Monuments to Hubris: The New Tech HQs That Harbinger Doom
Historically, big tech companies start building new gigantic corporate campus instead right before they implode. Oh, look: Yahoo's drawing up plans for a 42-acre project and hadn't laying off thousands of workers.
Yahoo's proposed new HQ in the Silicon Valley town of Santa Clara would be big enough to house 7,000 additional staff, according to former Valleywag Nicholas Carlson, at Business Insider. The company continues to try and push permits for the plan through the city's approval process despite plenty of available office space in existing Silicon Valley buildings.
We've seen this movie before. It does not end well:
- Fox Interactive's $350 million new HQ near Los Angeles was said to be the biggest area development deal in 25 years. Amid layoffs, Fox cancelled its move as the building was being finished.
- Internet conglomerate IAC finished its new Gotham headquarters in early 2007. Within months came a plan to break up the company.
- Amid the dot-com boom, network technology company Cisco Systems planned a controversial Silicon Valley megacampus for 20,000 workers. In late 2001 it scaled that back to plans for an office that could — maybe! — hold 3,000 to 9,000 workers.
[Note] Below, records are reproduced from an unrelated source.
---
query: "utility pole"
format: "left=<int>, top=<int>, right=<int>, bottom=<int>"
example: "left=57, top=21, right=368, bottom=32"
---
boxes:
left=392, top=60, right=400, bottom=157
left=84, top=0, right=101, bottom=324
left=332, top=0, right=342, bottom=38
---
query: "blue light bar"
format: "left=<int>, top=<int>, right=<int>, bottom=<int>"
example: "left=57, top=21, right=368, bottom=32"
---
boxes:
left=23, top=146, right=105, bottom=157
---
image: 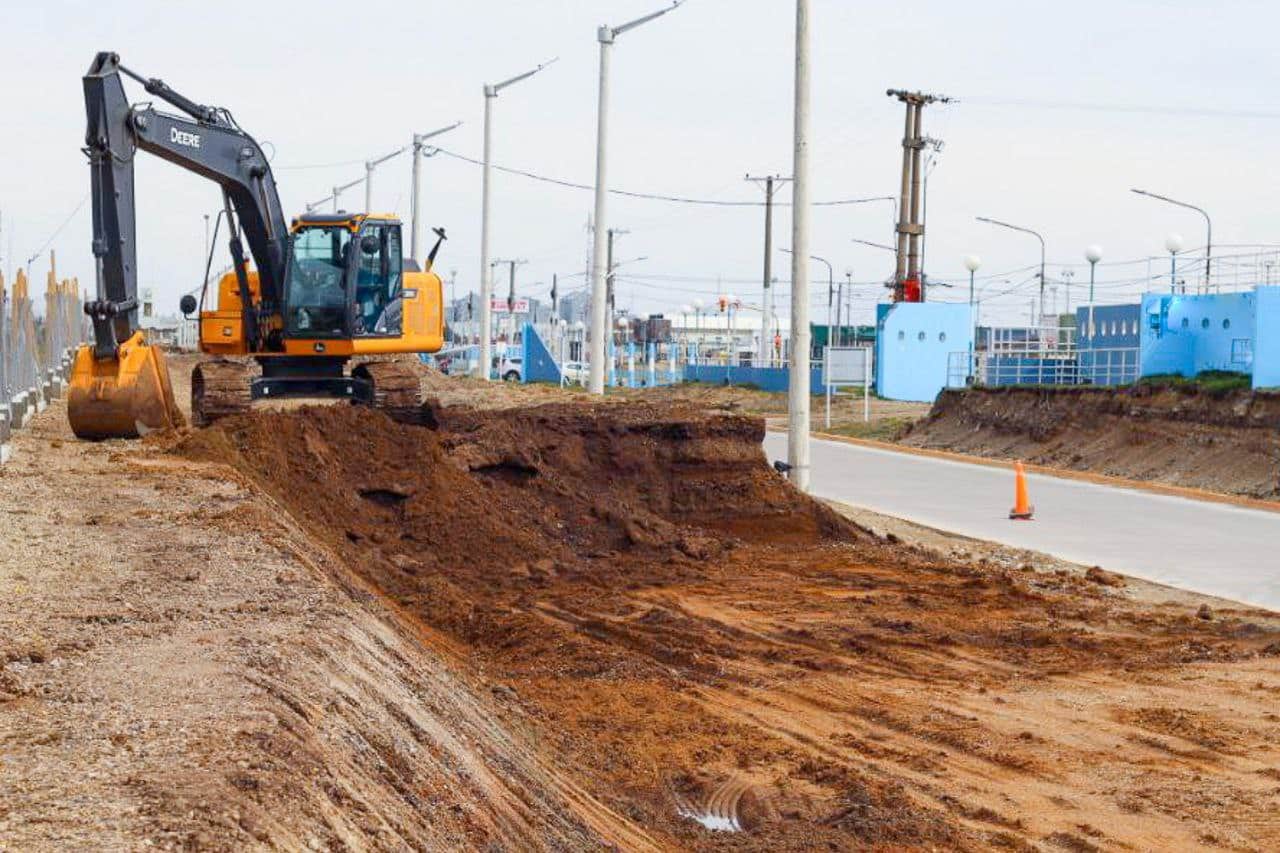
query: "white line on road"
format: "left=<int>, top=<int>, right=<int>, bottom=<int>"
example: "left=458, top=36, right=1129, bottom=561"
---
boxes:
left=764, top=433, right=1280, bottom=610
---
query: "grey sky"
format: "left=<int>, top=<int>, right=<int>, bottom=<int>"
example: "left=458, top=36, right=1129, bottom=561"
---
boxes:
left=0, top=0, right=1280, bottom=325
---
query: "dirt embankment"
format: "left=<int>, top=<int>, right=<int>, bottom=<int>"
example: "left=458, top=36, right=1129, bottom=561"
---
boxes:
left=167, top=403, right=1280, bottom=850
left=901, top=386, right=1280, bottom=500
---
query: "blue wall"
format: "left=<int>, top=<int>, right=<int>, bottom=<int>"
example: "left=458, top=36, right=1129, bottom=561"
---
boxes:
left=1075, top=305, right=1140, bottom=350
left=685, top=364, right=824, bottom=394
left=1142, top=293, right=1256, bottom=377
left=522, top=323, right=561, bottom=384
left=876, top=302, right=973, bottom=402
left=1253, top=287, right=1280, bottom=388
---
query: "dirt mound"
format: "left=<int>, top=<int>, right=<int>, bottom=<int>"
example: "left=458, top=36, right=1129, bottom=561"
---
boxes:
left=178, top=406, right=858, bottom=642
left=175, top=402, right=1280, bottom=850
left=902, top=386, right=1280, bottom=500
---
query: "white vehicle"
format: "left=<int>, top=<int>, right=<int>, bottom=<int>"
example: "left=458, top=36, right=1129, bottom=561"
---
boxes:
left=561, top=361, right=591, bottom=386
left=493, top=356, right=525, bottom=382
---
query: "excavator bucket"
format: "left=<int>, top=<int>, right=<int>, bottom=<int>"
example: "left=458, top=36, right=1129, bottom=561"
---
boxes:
left=67, top=332, right=186, bottom=441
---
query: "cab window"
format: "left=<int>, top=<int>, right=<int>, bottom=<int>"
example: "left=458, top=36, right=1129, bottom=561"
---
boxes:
left=285, top=225, right=351, bottom=337
left=353, top=223, right=403, bottom=336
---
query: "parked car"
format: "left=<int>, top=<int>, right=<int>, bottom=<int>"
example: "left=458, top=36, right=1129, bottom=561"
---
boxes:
left=493, top=356, right=525, bottom=382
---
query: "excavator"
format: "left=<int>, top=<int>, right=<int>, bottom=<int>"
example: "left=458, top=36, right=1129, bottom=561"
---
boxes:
left=67, top=53, right=445, bottom=441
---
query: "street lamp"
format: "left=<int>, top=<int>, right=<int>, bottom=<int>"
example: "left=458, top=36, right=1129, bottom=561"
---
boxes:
left=1130, top=190, right=1213, bottom=293
left=1165, top=233, right=1185, bottom=293
left=977, top=216, right=1044, bottom=324
left=588, top=0, right=684, bottom=394
left=1084, top=243, right=1102, bottom=339
left=407, top=122, right=462, bottom=263
left=480, top=59, right=556, bottom=379
left=964, top=255, right=982, bottom=305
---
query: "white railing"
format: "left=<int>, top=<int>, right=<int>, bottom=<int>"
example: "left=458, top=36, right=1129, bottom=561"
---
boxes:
left=947, top=347, right=1142, bottom=388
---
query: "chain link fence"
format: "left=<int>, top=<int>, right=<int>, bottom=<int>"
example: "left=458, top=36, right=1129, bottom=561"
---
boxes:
left=0, top=253, right=88, bottom=461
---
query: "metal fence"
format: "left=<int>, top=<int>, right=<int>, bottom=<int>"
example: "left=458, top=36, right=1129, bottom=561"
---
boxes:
left=0, top=256, right=88, bottom=460
left=947, top=347, right=1140, bottom=388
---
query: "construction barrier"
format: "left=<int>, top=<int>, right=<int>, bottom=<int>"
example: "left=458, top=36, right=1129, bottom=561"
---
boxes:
left=0, top=256, right=88, bottom=461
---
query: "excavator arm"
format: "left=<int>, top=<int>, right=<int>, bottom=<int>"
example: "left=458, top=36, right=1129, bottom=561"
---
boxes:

- Handheld device maker Palm had dot-com-era plans for a 39-acre campus; the collateral alone on the project was $238 million. By mid-2001 Palm announced it would sell that land.
- From late 2000 to late 2001, USA Today reported, "Intel, Excite At Home and Inktomi... shelved or cut back plans for new plants or offices."
It's worth noting that Yahoo's plans have been underway since three years ago, when the company bought the land in question for $112 million. Seasoned real estate developers know it often makes more sense to obtain city approvals before canceling a project, since the approvals can usually be transferred to a new owner, making the underlying land more valuable. So Bartz is not necessarily at fault for Yahoo's hubristic plans. But that doesn't make her any less likely to be the victim of what they portend.